Après quelques EP fracassants et un premier album "coup de maître" autant que coup de massue, c'est peu dire que les américains de Chat Pile étaient attendus au tournant dans le milieu du sludge metal. Si tant est qu'il y ait des tournants à négocier dans cette musique de l'extrême ayant plutôt tendance à foncer en ligne droite avec un bélier dans les bras ou creuser verticalement le sol afin d'atteindre au plus vite les flammes de l'enfer en se fichant bien d'y brûler vif. Ce second album enfonce donc sans surprise le clou de God's Country en délivrant une autre salve d'ambiances putrides dans lesquelles surnagent le chant brutal et désenchanté de Raygun Busch (Camcorder) et le bon gras sonore produit par ses trois coéquipiers dans la sueur, les larmes et le sang.

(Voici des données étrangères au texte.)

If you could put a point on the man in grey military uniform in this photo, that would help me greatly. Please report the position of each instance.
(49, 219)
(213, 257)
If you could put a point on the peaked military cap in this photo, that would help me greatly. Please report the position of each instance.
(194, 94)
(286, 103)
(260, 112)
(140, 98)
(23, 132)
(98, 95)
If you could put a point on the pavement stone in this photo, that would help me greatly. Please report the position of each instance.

Cool World fait pleuvoir sur l'auditeur une myriade de riffs tétanisants flirtant avec tout ce que le rock a créé de plus violemment glauque dans son histoire récente, du grunge (Tape) à la cold-wave (Milk of Human Kindness) en passant par le metal indus de Godflesh (Frownland, Funny Man) ou encore la noise desséchée de Shellac et du regretté Steve Albini (le début de No Way Out). Sommets parmi les sommets de ce grand disque torturé ne laissant aucun répit, certains morceaux restent portés par une puissance mélodique qui en font d'ores et déjà de nouveaux tubes à l'efficacité redoutable : Shame et Masc.
Après les chansons Mask et The Mask présentes sur ses prédécesseurs, Cool World semble également vouloir nous présenter son masque pour mieux le retirer devant nous. C'était un masque de coolitude apparente cachant toute l'horreur d'un monde que Chat Pile nous laisse entrevoir album après album, sans malice et sans détour.